Seven months into my pregnancy, I start to ask the universe just how much worse it can get. Life tip? Never ask this. Because I did, and they told me it was kidney stones.
The thing about kidney stones is, they hurt just as much as labor itself but without the cute baby-shaped treat that pops out at the end. Plus, there’s also not a whole lot that they can do about them when you’re pregnant, so my only choice is to wait.
So every day I wait through waves of pain while both of these suckers grow inside me. My little baby stones and my regular little baby too.
While I wait, I find myself in and out of the hospital with kidney complications. Ultimately, the doctor ends up putting me on bed rest.
When my next appointment comes, I’m running late as usual. Leaving my belongings in the car, I hurry inside the doctor’s office. I quickly and silently sign my name on the sign-in sheet and then slip into the closest chair as if I’ve been here the whole time. Glancing around the room, I calmly pick up a magazine.
Put on your “I’ve been here” face.
To my surprise, they call my name next. I hurriedly put the magazine back and start waddling in her direction. She greets me with a smile and leads me to the room. The doctor comes in flashing me his big pretty smile.
His familiar face puts me at ease immediately. He’s been my doctor since I was 19. This isn’t our first rodeo by any means.
“How are you feeling?” He asks, seemingly genuinely concerned for me.
“Hanging in there I suppose,” I reply while brushing my messy hair from my face.
He pauses while reviewing my chart.
His usual friendly expression is now absent. His eyebrows burrow together in concern. I instinctively start to panic. His lips begin moving. He’s speaking to me, I’m sure, but I can’t hear a thing he’s saying. Something about delivering the baby today.
It’s still too early. I have 5 weeks left.
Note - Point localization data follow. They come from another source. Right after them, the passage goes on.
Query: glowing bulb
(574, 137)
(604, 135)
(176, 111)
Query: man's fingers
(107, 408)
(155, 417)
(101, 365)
I realize in this moment that I haven’t picked out a baby name or packed an overnight bag yet.
Oh shit. Out of all the things, you just had to procrastinate this?
A few painful hours later, the nurse is placing my baby in my arms. Staring at her face, the entire room goes still.
Her big wide eyes gaze up into mine and she blinks slowly at me like a cat. Soaking in her features, I’m completely mesmerized by how little she looks like me. The resemblance to Jose however is uncanny. She lets out a small sigh, right before she drifts off to sleep.
Gazing into her sleeping expression, I realize that I hate the thought of going back to work. It dawns on me right there in the hospital bed, that all of the pregnancy complications have taken my entire paid vacation plus my allotted sick time.
Pretty soon I will be both out of money and out of time. Again. The story of my life.
Holding her close, I push that thought momentarily out of my mind. When I look up, Jose is staring at both of us with tears in his eyes.
I wonder if now is a good time to ask for a sandwich?